Vilio Brigantello amazza un ladro, il quale era posto nelle insidie
per amazzar lui.


Dice il famosissimo poeta, che chi prende diletto di far frode, non si die’ lamentar s’altrui l’inganna. Io molte volte e quasi sempre ho veduto quelli che vogliono ingannare, rimanere ingannati. Il che avenne ad un ladro il quale volendo uccidere un artegiano, fu ucciso da lui.
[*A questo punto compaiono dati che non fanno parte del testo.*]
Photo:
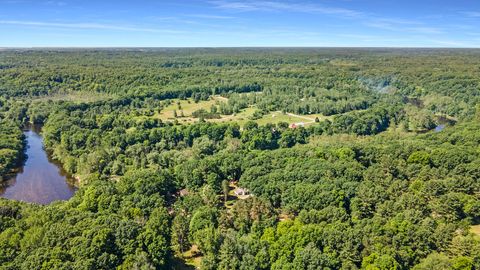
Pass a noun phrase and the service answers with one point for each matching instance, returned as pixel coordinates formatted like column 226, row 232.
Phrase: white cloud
column 282, row 6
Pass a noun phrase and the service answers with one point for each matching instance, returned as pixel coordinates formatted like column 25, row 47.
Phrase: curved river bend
column 40, row 180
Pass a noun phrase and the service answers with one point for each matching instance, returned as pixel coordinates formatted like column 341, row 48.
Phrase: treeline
column 11, row 146
column 383, row 203
column 302, row 81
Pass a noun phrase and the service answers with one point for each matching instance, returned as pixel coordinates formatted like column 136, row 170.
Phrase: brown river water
column 40, row 180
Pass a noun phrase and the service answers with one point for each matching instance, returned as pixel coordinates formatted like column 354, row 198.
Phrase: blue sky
column 235, row 23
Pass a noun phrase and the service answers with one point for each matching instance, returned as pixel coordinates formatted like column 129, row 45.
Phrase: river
column 40, row 180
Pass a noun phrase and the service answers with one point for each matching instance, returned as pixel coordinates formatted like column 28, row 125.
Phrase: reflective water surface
column 40, row 180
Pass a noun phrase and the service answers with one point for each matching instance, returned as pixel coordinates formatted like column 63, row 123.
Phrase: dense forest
column 379, row 170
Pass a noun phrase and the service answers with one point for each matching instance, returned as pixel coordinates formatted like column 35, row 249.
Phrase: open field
column 187, row 107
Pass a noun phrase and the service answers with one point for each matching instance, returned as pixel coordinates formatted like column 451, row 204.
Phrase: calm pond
column 40, row 180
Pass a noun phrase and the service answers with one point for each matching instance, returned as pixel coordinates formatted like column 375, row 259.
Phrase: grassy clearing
column 187, row 107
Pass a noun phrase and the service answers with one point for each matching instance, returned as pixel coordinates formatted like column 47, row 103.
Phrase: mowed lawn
column 187, row 107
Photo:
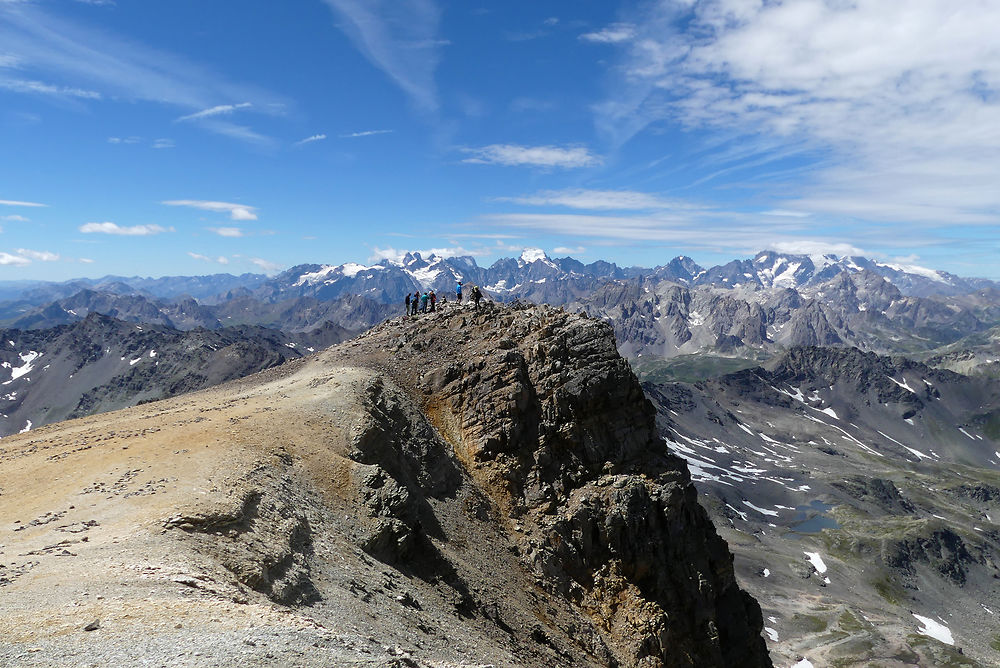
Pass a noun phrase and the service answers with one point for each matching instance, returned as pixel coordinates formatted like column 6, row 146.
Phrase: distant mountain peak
column 530, row 255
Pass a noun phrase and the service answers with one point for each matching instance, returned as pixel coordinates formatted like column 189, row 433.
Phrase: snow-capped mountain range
column 537, row 277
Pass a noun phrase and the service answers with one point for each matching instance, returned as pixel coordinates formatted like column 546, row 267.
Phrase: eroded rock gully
column 552, row 426
column 461, row 488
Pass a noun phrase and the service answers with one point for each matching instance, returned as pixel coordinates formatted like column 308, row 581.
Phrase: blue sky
column 195, row 137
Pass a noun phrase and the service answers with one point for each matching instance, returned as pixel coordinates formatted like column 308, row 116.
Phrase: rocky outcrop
column 554, row 429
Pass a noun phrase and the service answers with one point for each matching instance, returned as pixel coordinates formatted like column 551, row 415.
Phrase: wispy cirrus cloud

In Pistoia, città di Toscana, tra Firenze e Lucca, abitava un artegiano molto ricco e pieno di danari, e chiamavasi Villo Brigantello. Costui per paura de’ ladri fingeva di esser costituto in gran povertà, e abitava solitario senza donna e senza servi in una picciola casetta, ma ben molto piena e fornita di tutte quelle cose, che sono alla umana vita necessarie. E per dar fede della scarsa e picciola sua spesa nel vivere, vestiva un abito vile, abietto e lordo, e faceva la guardia al scrigno de’ suoi danari. Era Vilio vigilantissimo e molto sollecito al lavorare, ma misero e avaro nel spendere; e il suo mangiare, non era altro che pane e vino, con formaggio e radici d’erbe. Alcuni ladri giotti e astuti, istimando ragionevolmente che Vilio avesse gran quantità di danari, andarono una notte, all’ora che parve atta al loro proposito, per rubbarlo. E non potendo con suoi ferri e altri ordegni aprir la porta, nè romperla, e dubitando che per lo strepito non concitassero i vicini in sua mala ventura, s’imaginarono d’ingannarlo per un’altra via.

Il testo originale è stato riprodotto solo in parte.